Differential growth of the induced versus control cultures

Shown in the left panel are two cultures from a single picked colony containing a CRISPR plasmid. The left culture was induced with 2% arabinose and has grown significantly slower than the control culture, which has not been induced. On the right is the resulting plate showing significantly fewer colonies on the induced side compared with the control side.

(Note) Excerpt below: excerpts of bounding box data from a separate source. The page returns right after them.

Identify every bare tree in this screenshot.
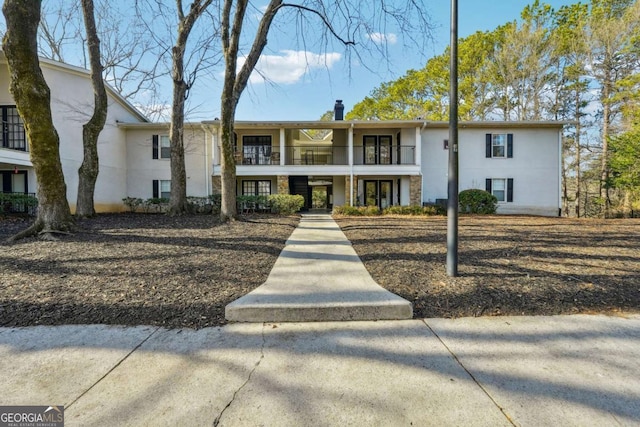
[169,0,212,215]
[76,0,107,217]
[38,0,168,108]
[220,0,429,221]
[2,0,73,240]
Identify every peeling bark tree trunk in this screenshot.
[2,0,73,240]
[168,0,212,215]
[220,0,282,222]
[76,0,107,217]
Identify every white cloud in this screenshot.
[369,33,398,44]
[238,50,342,84]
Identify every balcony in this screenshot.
[218,145,416,166]
[353,145,416,165]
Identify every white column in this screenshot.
[280,128,285,166]
[416,127,422,166]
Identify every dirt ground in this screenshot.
[0,214,640,328]
[338,216,640,317]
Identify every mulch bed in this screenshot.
[337,216,640,318]
[0,214,299,328]
[0,214,640,328]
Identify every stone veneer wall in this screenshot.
[344,175,358,206]
[211,176,222,194]
[409,175,422,206]
[278,175,289,194]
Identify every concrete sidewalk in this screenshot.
[0,315,640,426]
[225,214,413,322]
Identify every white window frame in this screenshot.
[158,135,171,159]
[158,179,171,199]
[491,178,507,203]
[491,133,508,159]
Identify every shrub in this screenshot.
[0,193,38,215]
[142,197,169,213]
[122,197,142,212]
[187,196,212,214]
[458,189,498,215]
[268,194,304,215]
[333,205,382,216]
[333,205,362,216]
[382,205,445,216]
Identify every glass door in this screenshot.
[364,180,393,209]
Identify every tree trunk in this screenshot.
[168,0,212,215]
[2,0,73,240]
[168,44,188,215]
[574,96,582,218]
[76,0,107,217]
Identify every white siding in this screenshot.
[422,128,560,216]
[122,126,211,199]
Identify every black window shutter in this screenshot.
[151,135,158,159]
[485,133,491,158]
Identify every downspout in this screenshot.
[418,121,427,207]
[347,123,353,206]
[558,125,562,216]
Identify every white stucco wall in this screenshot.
[0,61,146,212]
[422,128,560,216]
[122,125,211,199]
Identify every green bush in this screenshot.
[0,193,38,215]
[122,197,142,212]
[142,197,169,213]
[333,205,382,216]
[187,196,212,214]
[236,196,270,212]
[382,205,446,216]
[458,189,498,215]
[268,194,304,215]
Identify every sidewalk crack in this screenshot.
[213,323,265,427]
[65,326,160,409]
[422,319,517,427]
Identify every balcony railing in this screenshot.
[353,145,416,165]
[218,145,416,166]
[285,145,349,165]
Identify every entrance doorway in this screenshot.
[364,180,393,209]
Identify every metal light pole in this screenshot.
[447,0,458,277]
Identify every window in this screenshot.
[362,135,393,165]
[486,178,513,202]
[0,106,27,151]
[153,179,171,199]
[486,133,513,158]
[242,180,271,196]
[242,135,271,165]
[152,135,171,159]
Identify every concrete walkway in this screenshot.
[225,214,413,322]
[0,315,640,427]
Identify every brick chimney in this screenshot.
[333,99,344,120]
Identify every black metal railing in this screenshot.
[218,145,416,165]
[0,192,38,216]
[353,145,416,165]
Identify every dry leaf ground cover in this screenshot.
[0,214,640,328]
[0,214,299,328]
[337,216,640,317]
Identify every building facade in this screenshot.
[0,58,563,216]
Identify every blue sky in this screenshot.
[211,0,577,120]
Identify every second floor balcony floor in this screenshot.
[222,145,416,166]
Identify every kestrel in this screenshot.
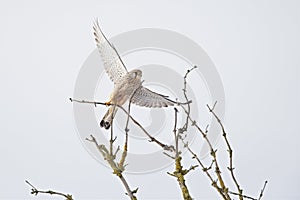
[93,21,176,129]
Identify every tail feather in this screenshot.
[100,106,117,129]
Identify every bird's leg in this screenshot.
[105,100,111,106]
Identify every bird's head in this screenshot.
[129,69,142,79]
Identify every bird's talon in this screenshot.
[105,101,111,106]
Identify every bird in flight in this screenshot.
[93,20,177,129]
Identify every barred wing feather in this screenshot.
[93,21,127,84]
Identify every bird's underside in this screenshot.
[93,21,176,129]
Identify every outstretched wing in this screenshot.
[93,20,127,84]
[131,86,176,108]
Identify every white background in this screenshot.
[0,0,300,199]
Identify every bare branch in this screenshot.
[70,98,175,152]
[207,101,243,200]
[25,180,74,200]
[86,135,137,200]
[258,181,268,200]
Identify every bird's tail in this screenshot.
[100,106,117,129]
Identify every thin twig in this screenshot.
[119,82,142,168]
[25,180,73,200]
[70,98,175,152]
[86,135,137,200]
[258,181,268,200]
[181,106,231,199]
[206,101,243,200]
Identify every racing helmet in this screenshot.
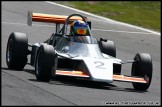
[70,20,88,36]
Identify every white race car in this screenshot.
[6,12,152,91]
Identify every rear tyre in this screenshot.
[35,44,55,82]
[6,32,28,70]
[131,53,152,91]
[98,40,116,57]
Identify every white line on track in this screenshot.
[2,22,152,34]
[45,1,161,35]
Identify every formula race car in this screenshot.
[6,12,152,91]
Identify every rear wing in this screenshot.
[27,11,87,26]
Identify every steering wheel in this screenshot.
[59,14,87,35]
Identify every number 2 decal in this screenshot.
[94,61,105,69]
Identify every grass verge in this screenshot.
[55,1,161,32]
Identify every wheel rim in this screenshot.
[7,39,13,62]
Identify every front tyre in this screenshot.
[6,32,28,70]
[131,53,152,91]
[35,44,55,81]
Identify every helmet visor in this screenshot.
[76,28,87,35]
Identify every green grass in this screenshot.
[55,1,161,32]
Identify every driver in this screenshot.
[70,20,88,36]
[70,20,89,43]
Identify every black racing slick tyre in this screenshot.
[131,53,153,91]
[35,44,55,82]
[99,40,116,57]
[6,32,28,70]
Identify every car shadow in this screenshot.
[1,67,147,93]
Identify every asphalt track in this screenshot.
[1,1,161,106]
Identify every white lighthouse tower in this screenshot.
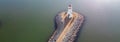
[67,4,73,18]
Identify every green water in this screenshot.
[0,0,120,42]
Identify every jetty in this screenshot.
[48,4,84,42]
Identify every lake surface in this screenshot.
[0,0,120,42]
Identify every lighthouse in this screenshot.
[67,4,73,18]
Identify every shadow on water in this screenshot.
[0,20,2,29]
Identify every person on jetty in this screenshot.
[67,4,73,18]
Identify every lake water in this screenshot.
[0,0,120,42]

Measure the OD600 of the induced and control cultures after the 6–8 h of growth. If the OD600 is greater than 0.10 (visibly turbid) make a 1:100 dilution of the cultures to ensure single colonies upon plating. If the OD600 is less 0.1 (not visibly turbid) plate directly from the resulting culture Plate 10 μL of the induced culture dilution on LB + 1000 μg/mL of zeocin + 0.2% arabinose and 10 μL of the control culture dilution on LB + 1000 μg/mL of zeocin only. Incubate the plates at 30°C overnight, 12–18 h. Day 6: Perform colony PCR on 24–48 colonies from the induced plate using the mgrB_Del F/R primers to detect a deletion within the genome. Use the standard Taq polymerase and follow the NEB protocol for a 25 μL reaction (https://www.neb.com/protocols/0001/01/01/taq-dna-polymerase-with-standard-taq-buffer-m0273). Run a control reaction with a colony of the wild type parent K. pneumoniae isolate. Use 1 μL of each picked colony as a template. These primers bind genomic DNA upstream and downstream of the homology contained in the pUC19_CRISPR_ΔmgrB plasmid, thus will not amplify the plasmid and will only amplify genomic DNA (see Figure 2A). If the double-strand break and homologous recombination event have occurred there will be a deletion in the genomic DNA and the PCR band from the desired mutant will be smaller than from the WT parent isolate (Figure 4).
Figure 4

Representative gel confirming a CRISPR mediated gene knockout

The first four wells demonstrate a smaller band, consistent with an approximately 140 bp knockout in four mutants.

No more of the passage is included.